Dengan pendapatan yang terbatas, sedikit demi sedikit uang dikumpulkan. Tujuannya satu, untuk membeli lahan. Setelah lahan terbeli, uang kembali dikumpulkan untuk membangun rumah. Kecil dan sederhana dulu, nanti ketika tabungan kembali terkumpul, rumah direnovasi menjadi lebih besar dan bagus. Ruangan pun ditambah sesuai kebutuhan.
Itulah rumah tumbuh. Tidak hanya makhluk hidup, rumah pun bisa ”tumbuh” dan berkembang. Pola pengembangannya sedikit demi sedikit disesuaikan dengan kondisi keuangan dan bertambahnya anggota keluarga. Bahkan, di perdesaan, banyak rumah dibangun secara gotong royong.

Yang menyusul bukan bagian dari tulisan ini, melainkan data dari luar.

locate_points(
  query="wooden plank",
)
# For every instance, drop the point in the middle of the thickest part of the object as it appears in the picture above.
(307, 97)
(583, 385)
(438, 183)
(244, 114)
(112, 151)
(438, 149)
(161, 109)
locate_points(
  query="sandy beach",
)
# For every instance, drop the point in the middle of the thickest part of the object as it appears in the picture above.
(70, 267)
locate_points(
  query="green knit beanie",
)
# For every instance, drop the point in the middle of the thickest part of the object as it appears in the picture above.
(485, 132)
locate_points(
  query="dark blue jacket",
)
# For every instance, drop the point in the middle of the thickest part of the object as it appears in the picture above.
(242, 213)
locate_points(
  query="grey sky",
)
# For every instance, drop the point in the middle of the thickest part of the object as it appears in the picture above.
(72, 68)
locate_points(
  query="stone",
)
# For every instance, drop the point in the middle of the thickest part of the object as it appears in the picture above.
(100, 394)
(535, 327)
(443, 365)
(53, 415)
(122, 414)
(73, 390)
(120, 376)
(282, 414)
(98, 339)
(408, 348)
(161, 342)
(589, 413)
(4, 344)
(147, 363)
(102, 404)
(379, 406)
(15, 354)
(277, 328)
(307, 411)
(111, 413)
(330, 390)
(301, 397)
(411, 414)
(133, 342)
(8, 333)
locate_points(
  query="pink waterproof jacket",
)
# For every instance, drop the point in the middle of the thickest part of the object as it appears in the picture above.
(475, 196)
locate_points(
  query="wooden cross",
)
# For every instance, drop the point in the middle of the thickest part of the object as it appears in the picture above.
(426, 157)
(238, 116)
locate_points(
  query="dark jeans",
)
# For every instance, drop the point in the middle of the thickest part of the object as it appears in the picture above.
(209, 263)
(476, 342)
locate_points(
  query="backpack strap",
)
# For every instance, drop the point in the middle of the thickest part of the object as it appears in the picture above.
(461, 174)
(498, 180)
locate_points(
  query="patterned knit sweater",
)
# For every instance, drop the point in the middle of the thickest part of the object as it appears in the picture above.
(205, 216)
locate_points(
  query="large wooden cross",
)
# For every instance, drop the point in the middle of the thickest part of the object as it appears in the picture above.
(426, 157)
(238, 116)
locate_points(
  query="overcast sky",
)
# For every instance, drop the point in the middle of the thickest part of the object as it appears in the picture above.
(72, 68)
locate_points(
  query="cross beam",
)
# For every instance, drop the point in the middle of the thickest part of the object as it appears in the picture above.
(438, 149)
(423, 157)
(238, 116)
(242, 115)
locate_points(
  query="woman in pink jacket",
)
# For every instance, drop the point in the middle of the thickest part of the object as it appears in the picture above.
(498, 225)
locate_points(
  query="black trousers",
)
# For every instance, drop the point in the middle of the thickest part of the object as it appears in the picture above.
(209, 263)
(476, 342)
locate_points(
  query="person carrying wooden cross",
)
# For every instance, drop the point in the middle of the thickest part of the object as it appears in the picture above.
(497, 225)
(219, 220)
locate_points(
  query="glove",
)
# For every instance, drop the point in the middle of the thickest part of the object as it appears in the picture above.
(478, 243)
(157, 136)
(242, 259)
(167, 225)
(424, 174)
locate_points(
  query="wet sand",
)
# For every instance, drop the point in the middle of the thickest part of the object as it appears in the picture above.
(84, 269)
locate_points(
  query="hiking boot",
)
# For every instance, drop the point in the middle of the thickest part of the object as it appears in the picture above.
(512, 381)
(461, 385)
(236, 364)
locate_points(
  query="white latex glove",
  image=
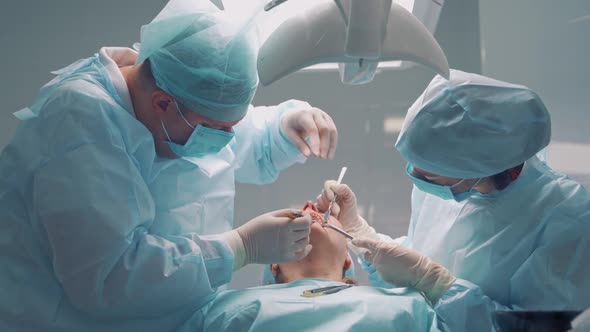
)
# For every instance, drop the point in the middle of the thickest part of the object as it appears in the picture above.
(270, 238)
(314, 123)
(344, 209)
(405, 267)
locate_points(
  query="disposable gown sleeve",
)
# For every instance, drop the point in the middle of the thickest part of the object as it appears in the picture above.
(262, 151)
(96, 211)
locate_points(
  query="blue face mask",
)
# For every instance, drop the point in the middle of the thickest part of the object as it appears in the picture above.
(444, 192)
(203, 140)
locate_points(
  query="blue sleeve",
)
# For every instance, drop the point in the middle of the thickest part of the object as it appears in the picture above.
(262, 151)
(103, 253)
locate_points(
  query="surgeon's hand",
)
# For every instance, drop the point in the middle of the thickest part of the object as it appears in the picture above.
(344, 209)
(270, 238)
(405, 267)
(314, 124)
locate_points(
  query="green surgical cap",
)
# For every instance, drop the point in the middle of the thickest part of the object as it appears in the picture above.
(472, 126)
(202, 56)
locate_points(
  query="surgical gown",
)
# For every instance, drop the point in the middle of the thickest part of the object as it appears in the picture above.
(525, 247)
(281, 307)
(99, 234)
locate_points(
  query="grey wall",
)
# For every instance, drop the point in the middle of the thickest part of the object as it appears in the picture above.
(544, 45)
(39, 36)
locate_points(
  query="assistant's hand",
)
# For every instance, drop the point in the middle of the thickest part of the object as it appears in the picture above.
(271, 238)
(315, 124)
(405, 267)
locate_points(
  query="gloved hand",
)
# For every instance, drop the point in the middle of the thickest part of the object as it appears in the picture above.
(405, 267)
(270, 238)
(345, 209)
(315, 124)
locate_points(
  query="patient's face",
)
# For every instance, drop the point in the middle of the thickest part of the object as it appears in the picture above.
(328, 257)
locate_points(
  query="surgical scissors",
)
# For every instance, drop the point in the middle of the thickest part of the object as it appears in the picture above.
(273, 4)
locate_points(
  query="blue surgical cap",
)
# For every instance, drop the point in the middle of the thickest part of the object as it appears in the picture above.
(472, 126)
(269, 279)
(202, 56)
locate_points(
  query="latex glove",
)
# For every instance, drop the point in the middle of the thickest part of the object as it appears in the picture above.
(314, 123)
(270, 238)
(344, 209)
(405, 267)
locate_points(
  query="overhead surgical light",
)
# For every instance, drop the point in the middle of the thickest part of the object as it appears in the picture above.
(356, 34)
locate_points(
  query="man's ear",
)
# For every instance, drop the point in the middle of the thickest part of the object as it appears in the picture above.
(160, 101)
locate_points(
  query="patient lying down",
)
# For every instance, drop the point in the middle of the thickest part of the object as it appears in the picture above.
(282, 305)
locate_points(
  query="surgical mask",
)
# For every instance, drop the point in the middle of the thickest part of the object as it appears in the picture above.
(203, 140)
(444, 192)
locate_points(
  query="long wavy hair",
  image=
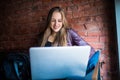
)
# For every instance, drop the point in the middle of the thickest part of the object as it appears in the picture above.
(60, 38)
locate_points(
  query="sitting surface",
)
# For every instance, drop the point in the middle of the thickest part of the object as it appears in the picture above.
(58, 62)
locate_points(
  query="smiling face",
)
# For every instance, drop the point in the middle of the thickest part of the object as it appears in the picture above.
(56, 21)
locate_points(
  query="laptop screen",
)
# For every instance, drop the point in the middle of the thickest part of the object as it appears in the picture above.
(58, 62)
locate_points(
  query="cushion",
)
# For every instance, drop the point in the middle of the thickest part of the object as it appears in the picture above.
(93, 62)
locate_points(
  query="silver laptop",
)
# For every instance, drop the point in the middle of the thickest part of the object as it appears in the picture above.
(58, 62)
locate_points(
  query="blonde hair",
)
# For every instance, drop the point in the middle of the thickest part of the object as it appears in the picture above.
(60, 39)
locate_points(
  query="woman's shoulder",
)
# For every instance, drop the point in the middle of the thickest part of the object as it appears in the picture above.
(71, 31)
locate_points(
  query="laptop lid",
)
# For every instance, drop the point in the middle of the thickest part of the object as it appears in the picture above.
(58, 62)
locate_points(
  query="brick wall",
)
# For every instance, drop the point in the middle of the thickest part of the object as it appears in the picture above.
(21, 21)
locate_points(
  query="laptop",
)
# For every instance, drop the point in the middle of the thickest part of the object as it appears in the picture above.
(58, 62)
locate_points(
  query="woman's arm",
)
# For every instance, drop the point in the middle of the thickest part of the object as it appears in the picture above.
(78, 40)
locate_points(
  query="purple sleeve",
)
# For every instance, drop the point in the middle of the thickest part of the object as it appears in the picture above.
(79, 41)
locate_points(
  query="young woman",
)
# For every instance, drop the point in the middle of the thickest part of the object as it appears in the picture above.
(58, 33)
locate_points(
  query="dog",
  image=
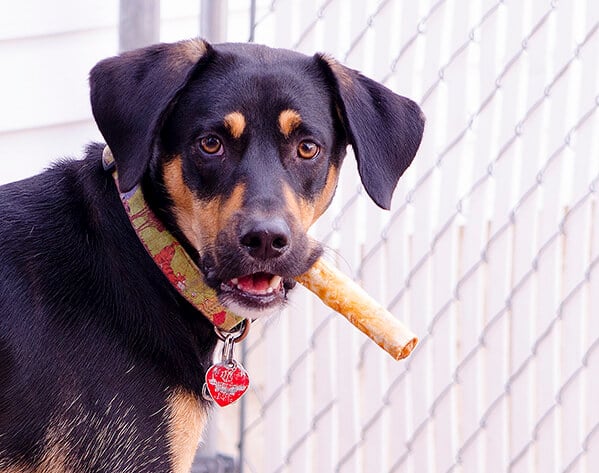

Seiring urbanisasi, penyediaan hunian di perkotaan dilakukan pengembang. Pengembangan lahan skala besar berkonsep kota baru, kota mandiri, ataupun kota satelit banyak dijumpai di kota-kota besar. Di segmen lain, kawasan perumahan skala menengah sampai berkonsep kluster skala atas ditawarkan.
Meski rumah dibangun pengembang, konsep rumah tumbuh tetap dijalankan. Dengan lahan yang terbatas, penambahan ruangan dilakukan ke atas. Maka, bisa dimaklumi jika orang bilang, beli rumah kecil tidak apa-apa yang penting lahannya luas. Nanti tinggal ditambah sendiri.
Meski rumah dibangun pengembang, konsep rumah tumbuh tetap dijalankan.
Kini, lahan semakin terbatas, sedangkan penduduk semakin banyak. Harga lahan pun tidak terkendali karena bukan bergantung pada mekanisme pasar, melainkan spekulasi.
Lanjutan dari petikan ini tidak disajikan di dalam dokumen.